Of this amount, 18,000 m3 are goudrons and 12,000 m3 represent the contaminated soil.
Until the end of August 2015, dangerous goudrons should be removed and disposed of. By mid January, lorries have been removing the polluted soil – but even this has caused fears.
“Lorries are driving without tilts, and terrible smell and steam emanate from the deck,” local inhabitant and councillor of the Devínska Nová Ves council, Michal Gašparík, wrote in a letter to the Regional Office of Public Health asking it to check on the operation.
Since mid December, a consortium of five companies explained that goudrons will be taken away form the locality in special containers but the soil on common lorries. Gašparík does not like this, he warns that lorries do not transport clean soil but contaminated.
“It is impossible to separate the contaminated soil from uncontaminated – they have no means for that,” Gašparík complains, as quoted by the TASR newswire. “And it is driven under the inhabitants’ balconies,” he adds.
“In this phase, strip soil is being transported which does not threaten human health, and thus it does not have to be driven in covered lorries,” Denisa Vološčuková of the PR agency representing the consortium explained, without answering the question whether the transport of contaminated soil required the lorries to be covered with tilts.
Vološčuková pointed out that the rules for mining of goudrons have been approved by the Environment Ministry, and there is a safety controller who oversees the process.
Goudrons should start being evacuated in special covered containers around January 20. The work began in winter intentionally, as temperatures under 10°C are ideal for goudrons – they are in a solid state then, and this makes their mining and transport easier, as the evaporation of volatile substances is lower.
Decontamination geologist Peter Sekula warned before the start of the works that locals may smell a mild stench of mercaptan – which is used to give colour to natural gas; it is unpleasant but not dangerous.
Goudrons are removed with money from the European Union, while the Environment Ministry has signed a contract with the A.S.A. Enviro consortium worth almost €11.9 million. Part of the waste from goudrons will be burnt in a cementation furnace and thus recycled.

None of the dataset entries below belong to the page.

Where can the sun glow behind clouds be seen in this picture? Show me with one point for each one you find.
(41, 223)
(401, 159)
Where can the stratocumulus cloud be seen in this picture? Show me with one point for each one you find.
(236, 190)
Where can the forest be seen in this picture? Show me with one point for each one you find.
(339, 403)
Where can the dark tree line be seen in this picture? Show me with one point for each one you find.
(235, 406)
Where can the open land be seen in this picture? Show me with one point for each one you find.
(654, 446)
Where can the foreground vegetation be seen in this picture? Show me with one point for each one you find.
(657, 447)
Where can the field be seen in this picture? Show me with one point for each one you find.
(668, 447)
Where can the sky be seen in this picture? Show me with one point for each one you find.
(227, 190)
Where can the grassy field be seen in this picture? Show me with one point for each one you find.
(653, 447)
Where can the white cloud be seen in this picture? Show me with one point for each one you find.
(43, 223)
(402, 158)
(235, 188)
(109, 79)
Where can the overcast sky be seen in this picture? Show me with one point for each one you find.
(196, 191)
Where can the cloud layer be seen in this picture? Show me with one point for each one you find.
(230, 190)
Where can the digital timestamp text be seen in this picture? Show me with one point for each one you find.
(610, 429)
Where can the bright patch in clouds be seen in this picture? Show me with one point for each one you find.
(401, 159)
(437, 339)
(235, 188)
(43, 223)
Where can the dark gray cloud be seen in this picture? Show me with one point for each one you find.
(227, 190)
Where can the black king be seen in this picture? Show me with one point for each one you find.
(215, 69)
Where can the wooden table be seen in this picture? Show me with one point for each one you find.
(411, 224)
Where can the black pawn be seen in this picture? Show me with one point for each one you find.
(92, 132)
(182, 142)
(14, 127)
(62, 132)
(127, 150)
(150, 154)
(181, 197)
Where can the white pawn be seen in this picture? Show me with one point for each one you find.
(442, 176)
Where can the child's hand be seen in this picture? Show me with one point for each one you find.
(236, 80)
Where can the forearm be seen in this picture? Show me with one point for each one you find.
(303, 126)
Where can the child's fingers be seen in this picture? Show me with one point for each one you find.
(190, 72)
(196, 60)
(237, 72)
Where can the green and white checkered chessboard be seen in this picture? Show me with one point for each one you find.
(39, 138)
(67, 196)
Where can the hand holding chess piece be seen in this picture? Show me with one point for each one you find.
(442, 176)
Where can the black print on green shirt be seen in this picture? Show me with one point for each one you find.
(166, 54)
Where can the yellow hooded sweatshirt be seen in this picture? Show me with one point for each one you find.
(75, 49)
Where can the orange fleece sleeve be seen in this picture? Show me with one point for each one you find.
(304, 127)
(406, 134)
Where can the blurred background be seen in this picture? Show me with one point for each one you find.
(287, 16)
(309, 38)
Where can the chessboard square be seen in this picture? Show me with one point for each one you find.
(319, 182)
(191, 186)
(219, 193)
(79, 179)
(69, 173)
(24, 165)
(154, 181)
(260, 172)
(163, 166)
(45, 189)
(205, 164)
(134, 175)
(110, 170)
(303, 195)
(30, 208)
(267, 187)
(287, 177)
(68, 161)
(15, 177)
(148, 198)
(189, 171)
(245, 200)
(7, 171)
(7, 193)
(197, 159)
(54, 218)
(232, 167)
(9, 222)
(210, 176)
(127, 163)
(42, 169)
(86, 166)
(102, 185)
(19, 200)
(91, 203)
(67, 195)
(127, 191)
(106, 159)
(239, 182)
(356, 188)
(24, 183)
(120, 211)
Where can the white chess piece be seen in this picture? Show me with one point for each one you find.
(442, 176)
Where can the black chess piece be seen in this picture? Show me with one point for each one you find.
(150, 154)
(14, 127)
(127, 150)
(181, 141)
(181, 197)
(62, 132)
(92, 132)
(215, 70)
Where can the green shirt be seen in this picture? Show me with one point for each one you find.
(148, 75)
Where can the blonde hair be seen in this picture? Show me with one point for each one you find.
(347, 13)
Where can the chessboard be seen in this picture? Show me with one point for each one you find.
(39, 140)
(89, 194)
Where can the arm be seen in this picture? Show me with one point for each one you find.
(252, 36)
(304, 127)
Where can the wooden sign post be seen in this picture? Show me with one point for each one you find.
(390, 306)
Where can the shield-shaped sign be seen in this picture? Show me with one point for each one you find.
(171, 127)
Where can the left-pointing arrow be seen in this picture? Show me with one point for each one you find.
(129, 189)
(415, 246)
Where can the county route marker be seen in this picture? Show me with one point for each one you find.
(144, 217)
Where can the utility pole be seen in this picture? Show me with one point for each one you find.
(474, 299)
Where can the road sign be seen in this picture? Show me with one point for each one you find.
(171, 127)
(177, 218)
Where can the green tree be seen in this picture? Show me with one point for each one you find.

“Especially the soils used in the past to cover goudrons and should have prevented direct contact between people and goudrons cannot be recycled energetically,” Sekula explained. “These will be either solidified or their cleaner parts will be recycled by bio-degradation in technology facilities.”
The dump encompasses almost 4,000 square metres. The dangerous waste was brought to Srdce in 1963, and the surface was covered with a layer of clayish soils. The locality is included in the Protected Landscape Area Small Carpathians and the National Natural Reserve Devínska Kobyla.